Na angústia das tempestades...
Quando as lágrimas desejam ser meu alimento...
Se na caminhada eu ousar desistir...
Na saudade de um tempo de alegria...
Quando a voz estiver fraca para clamar...
Se no abraço o amor universal estiver ausente
Fortalece a persistência e a resistência na luta por direitos
Creio no poder da justiça de Deus que não tardará.
(Adaptado de Inês de França Bento e Alexandre Filordi)
Oração de intercessão
– Interceder para que a democracia com direitos se restabeleça no país, para que os juízes e as juízas julguem com retidão a causa das viúvas, das mães que choram por seus filhos mortos, crianças, pobres, escravizados, doentes, estrangeiros, agricultores, agricultoras e marginalizados.
– Interceder para que cristãos e cristãs exerçam uma diaconia ativa na luta por direitos, com incidência pública.
– Interceder para que a oração se torne também ação ativa e resistente frente a todas as injustiças.

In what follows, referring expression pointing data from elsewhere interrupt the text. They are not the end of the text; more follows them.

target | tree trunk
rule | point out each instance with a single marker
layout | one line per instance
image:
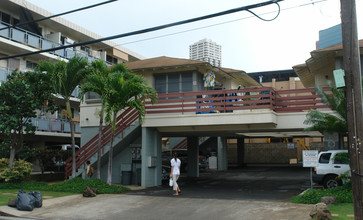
(99, 145)
(110, 152)
(109, 174)
(12, 157)
(353, 94)
(69, 116)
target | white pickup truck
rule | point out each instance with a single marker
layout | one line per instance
(330, 166)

– Interceder pela igreja, por seu papel consolador e profético.
– Interceder pela paz e a justiça social.
Deus, ouça o clamor do teu povo e fortaleça em cada um e cada uma a resistência e a persistência na luta por restituição de direitos.
Bênção final
Deus-Vida, tu és vida.
Fonte de vida, forças, ânimo e fé recebemos de ti.

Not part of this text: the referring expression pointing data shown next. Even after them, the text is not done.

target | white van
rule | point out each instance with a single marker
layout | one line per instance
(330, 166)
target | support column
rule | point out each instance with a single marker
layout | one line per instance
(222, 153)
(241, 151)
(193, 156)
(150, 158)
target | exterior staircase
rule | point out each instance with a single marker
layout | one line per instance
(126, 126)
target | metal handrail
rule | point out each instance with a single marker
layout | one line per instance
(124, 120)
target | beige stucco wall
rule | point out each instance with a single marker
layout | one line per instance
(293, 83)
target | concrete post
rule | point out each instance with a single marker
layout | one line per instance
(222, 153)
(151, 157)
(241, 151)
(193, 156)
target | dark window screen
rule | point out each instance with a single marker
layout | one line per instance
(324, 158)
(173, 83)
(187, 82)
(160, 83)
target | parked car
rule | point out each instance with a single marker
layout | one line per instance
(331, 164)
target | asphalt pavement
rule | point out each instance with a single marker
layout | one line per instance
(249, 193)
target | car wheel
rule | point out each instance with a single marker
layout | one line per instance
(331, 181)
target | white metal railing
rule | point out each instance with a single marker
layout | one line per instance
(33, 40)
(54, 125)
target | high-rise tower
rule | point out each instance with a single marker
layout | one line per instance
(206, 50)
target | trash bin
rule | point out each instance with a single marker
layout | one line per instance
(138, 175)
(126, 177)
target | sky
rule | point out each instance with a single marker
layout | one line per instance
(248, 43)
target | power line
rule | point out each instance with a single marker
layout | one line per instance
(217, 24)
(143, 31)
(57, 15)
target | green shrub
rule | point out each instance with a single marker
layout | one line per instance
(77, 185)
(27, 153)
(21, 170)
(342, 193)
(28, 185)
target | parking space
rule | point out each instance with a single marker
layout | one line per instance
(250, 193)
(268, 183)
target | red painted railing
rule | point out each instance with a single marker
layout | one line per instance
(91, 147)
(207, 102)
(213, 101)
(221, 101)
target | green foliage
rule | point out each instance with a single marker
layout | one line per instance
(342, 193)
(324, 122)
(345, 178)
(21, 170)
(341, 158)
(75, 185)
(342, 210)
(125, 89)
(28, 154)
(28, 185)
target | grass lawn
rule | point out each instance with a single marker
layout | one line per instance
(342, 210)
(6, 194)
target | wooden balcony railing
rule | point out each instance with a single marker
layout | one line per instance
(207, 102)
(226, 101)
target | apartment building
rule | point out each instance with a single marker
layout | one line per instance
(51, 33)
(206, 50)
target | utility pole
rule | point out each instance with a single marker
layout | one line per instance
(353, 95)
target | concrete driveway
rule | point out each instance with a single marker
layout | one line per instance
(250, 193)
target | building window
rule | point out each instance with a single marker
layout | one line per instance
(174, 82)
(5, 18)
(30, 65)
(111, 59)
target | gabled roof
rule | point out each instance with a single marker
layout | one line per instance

Abençoe nossas lutas por direitos, justiça, igualdade e paz.
Envolve-nos nos movimentos de vida, justiça e paz, ensinados por Jesus.
Dá-nos resistência e persistência nas lutas cotidianas por direitos.
Ouve nossas orações, ativas, com a força da Ruah – espírito de vida.
Que o exemplo da viúva insistente e persistente nos inspire em nossas lutas cotidianas.
Que a tua bênção, Deus Trino, caminhe cada dia e momento junto conosco.
Amém!
Bibliografia
SCHOTTROFF, Luise. As parábolas de Jesus: uma nova hermenêutica. São Leopoldo: Sinodal, 2007. p. 239-244.
RICHTER REIMER, Ivoni. O poder de uma protagonista: A oração de pessoas excluídas (Lucas 18,1-8). Ribla, Petrópolis: Vozes, v. 25, p. 63-73, 1996.